Por qué la aerodinámica activa puede tener sentido

En una moto deportiva, los alerones tienen varias funciones. La más conocida es generar carga aerodinámica sobre el tren delantero para reducir la tendencia al caballito al acelerar. También pueden ayudar en frenadas fuertes, mantener más estable la parte delantera o mejorar la sensación de aplomo a alta velocidad.

El problema es que esa carga también tiene un coste: más resistencia al avance. En una recta, demasiada carga puede restar velocidad punta. En una curva, un alerón fijo puede no trabajar en el ángulo ideal. En una frenada, puede interesar abrir mucho las alas. En una recta larga, puede convenir cerrarlas.

Por eso la aerodinámica activa tiene tanta lógica sobre el papel. Permite que la moto cambie de “forma aerodinámica” según el momento: menos resistencia cuando se busca velocidad, más apoyo cuando se frena, más estabilidad cuando se inclina.

La teoría es brillante. La práctica será mucho más difícil.

También hay dudas: peso, complejidad y sensación al manillar

El gran reto de este sistema no está solo en hacerlo funcionar, sino en que funcione bien. Añadir alerones móviles implica servomotores, cableado, programación, sensores, homologación, mantenimiento y posibles averías.

Además, una moto no es un coche.

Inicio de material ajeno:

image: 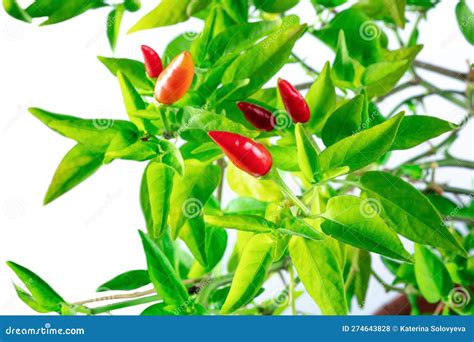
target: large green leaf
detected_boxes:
[415,244,453,303]
[455,0,474,45]
[320,113,403,176]
[140,161,174,240]
[7,261,65,312]
[43,144,104,204]
[306,62,336,136]
[360,171,465,254]
[222,16,306,100]
[321,95,365,146]
[289,236,348,315]
[204,215,276,233]
[221,234,275,314]
[169,159,221,239]
[128,0,191,33]
[139,231,189,305]
[208,20,279,63]
[97,56,154,95]
[295,123,321,183]
[97,270,151,292]
[390,115,455,150]
[321,196,411,261]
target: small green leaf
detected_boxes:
[289,236,348,315]
[321,95,365,146]
[139,231,189,305]
[295,123,321,183]
[415,244,453,303]
[360,171,466,255]
[221,234,275,314]
[107,5,125,51]
[169,159,221,239]
[43,144,104,205]
[455,0,474,45]
[319,113,403,176]
[321,196,411,261]
[140,161,174,240]
[204,215,276,233]
[96,270,151,292]
[97,56,154,95]
[278,217,326,240]
[3,0,31,23]
[306,62,336,136]
[390,115,455,150]
[7,261,65,312]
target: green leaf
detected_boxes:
[169,159,221,239]
[224,197,268,216]
[319,113,403,176]
[140,303,178,316]
[221,234,275,314]
[415,244,453,303]
[354,0,406,28]
[3,0,31,23]
[289,236,348,315]
[226,164,284,202]
[313,7,386,67]
[128,0,191,33]
[222,16,306,100]
[180,107,259,142]
[390,115,455,150]
[253,0,300,13]
[97,56,154,95]
[107,5,125,51]
[139,231,189,305]
[306,62,336,136]
[96,270,151,292]
[29,108,138,151]
[321,95,365,146]
[295,123,321,183]
[140,161,174,240]
[455,0,474,45]
[43,144,104,205]
[179,216,208,268]
[360,171,466,254]
[278,217,326,240]
[7,261,65,312]
[204,215,276,233]
[321,196,411,261]
[208,20,280,63]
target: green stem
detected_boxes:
[90,295,161,315]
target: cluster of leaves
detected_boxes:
[4,0,474,315]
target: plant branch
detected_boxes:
[413,61,468,82]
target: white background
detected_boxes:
[0,0,474,314]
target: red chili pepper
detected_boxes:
[142,45,163,78]
[208,131,273,177]
[237,102,276,132]
[278,78,311,123]
[155,51,194,105]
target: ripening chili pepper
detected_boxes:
[278,78,310,123]
[208,131,273,177]
[142,45,163,78]
[155,51,194,105]
[237,102,276,132]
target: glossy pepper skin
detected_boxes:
[208,131,273,177]
[142,45,163,78]
[237,102,276,132]
[278,78,311,123]
[155,51,194,105]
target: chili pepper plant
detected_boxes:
[3,0,474,315]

El piloto inclina el cuerpo, corrige con el manillar, frena tumbado y siente cualquier cambio de apoyo de forma muy directa. Si los alerones se mueven de manera demasiado agresiva o poco natural, podrían generar una sensación extraña o incluso molesta.

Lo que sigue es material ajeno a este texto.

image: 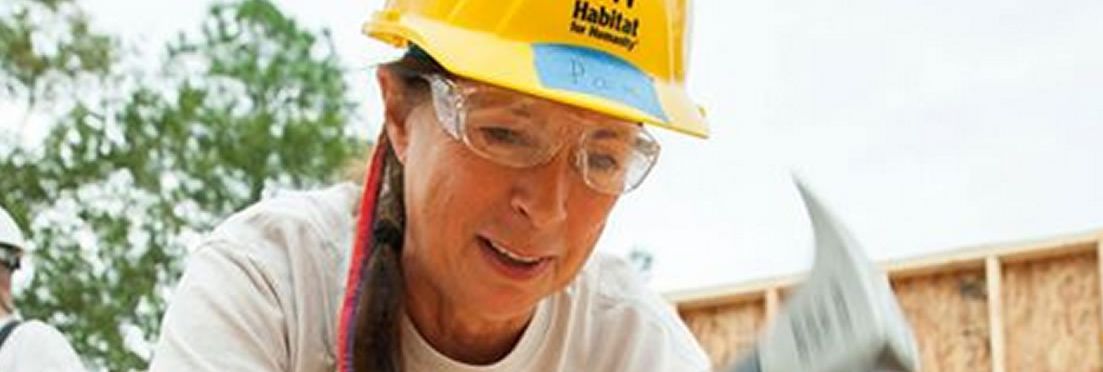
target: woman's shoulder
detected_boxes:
[200,183,358,261]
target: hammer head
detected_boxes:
[735,178,919,372]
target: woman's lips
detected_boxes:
[475,236,552,280]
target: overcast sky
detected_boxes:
[10,0,1103,290]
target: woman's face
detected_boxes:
[381,71,635,319]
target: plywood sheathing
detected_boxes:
[892,269,992,372]
[681,298,765,370]
[1003,252,1103,371]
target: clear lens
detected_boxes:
[578,128,660,194]
[426,75,660,194]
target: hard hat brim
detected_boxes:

Visordown plantea precisamente esa duda: sobre el papel, los alerones independientes podrían ayudar a la moto a inclinarse o estabilizarse en curva, pero queda por ver si eso supone una ventaja real en pista o si introduce una complejidad innecesaria.

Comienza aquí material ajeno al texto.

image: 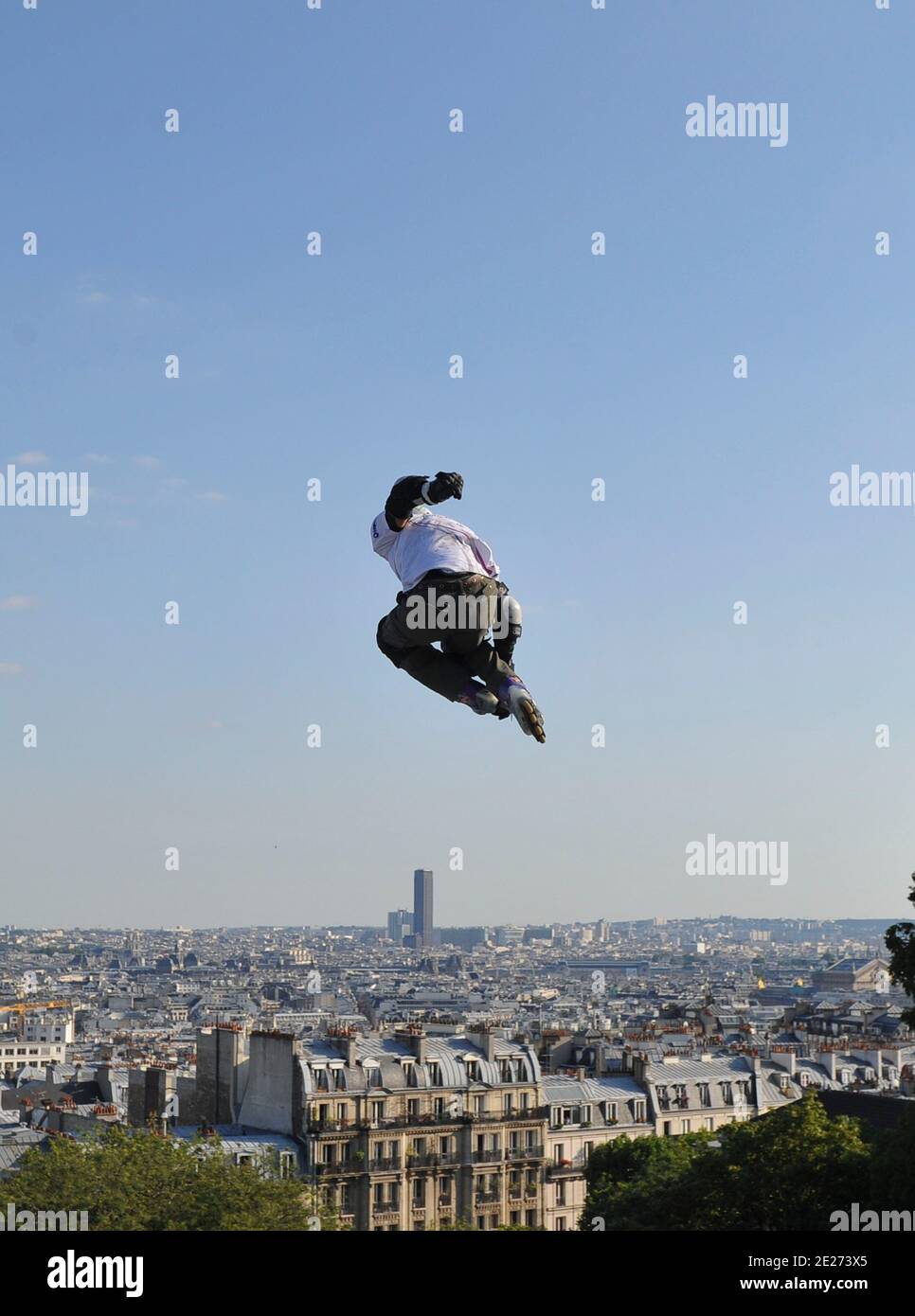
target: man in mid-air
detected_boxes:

Es decir, la patente es espectacular, pero todavía falta lo más importante: demostrar que mejora los tiempos, la seguridad o la experiencia de conducción.

China quiere jugar en la liga de la alta tecnología

Lo más relevante de esta noticia quizá no sea solo el sistema en sí, sino lo que representa. QJ Motor ya está presente en España con una gama amplia que incluye modelos trail, naked, custom y scooter, desde 125 cc hasta cilindradas medias como la SRK 600 o la SRT 600SX.

Pero este tipo de patentes demuestran que las marcas chinas no quieren quedarse en el terreno del precio. Quieren competir también en diseño, electrónica, aerodinámica, deportivas y tecnología avanzada.

Durante años, la ventaja de China fue fabricar más barato. Ahora el mensaje empieza a cambiar: fabricar más barato, sí, pero también innovar más rápido.

Una tecnología que puede cambiar las superbikes

Los alerones móviles independientes de QJ Motor todavía son una patente, no una moto definitiva lista para venderse. Pero la dirección es clara. La próxima generación de deportivas podría no depender solo de motores más potentes o electrónica más sofisticada, sino también de carrocerías capaces de adaptarse al movimiento.

Si este sistema llega a producción, abriría una nueva etapa en la aerodinámica de las motos de calle. Una etapa donde las alas ya no serían piezas fijas pegadas al carenado, sino elementos vivos, gestionados por la electrónica y capaces de modificar el comportamiento de la moto en tiempo real.

Y lo más llamativo es quién está empujando esa idea: no una marca europea histórica ni un gigante japonés tradicional, sino fabricantes chinos como CFMoto y QJ Motor.

La superbike del futuro puede que no solo tenga más caballos. Puede que también aprenda a mover sus alas.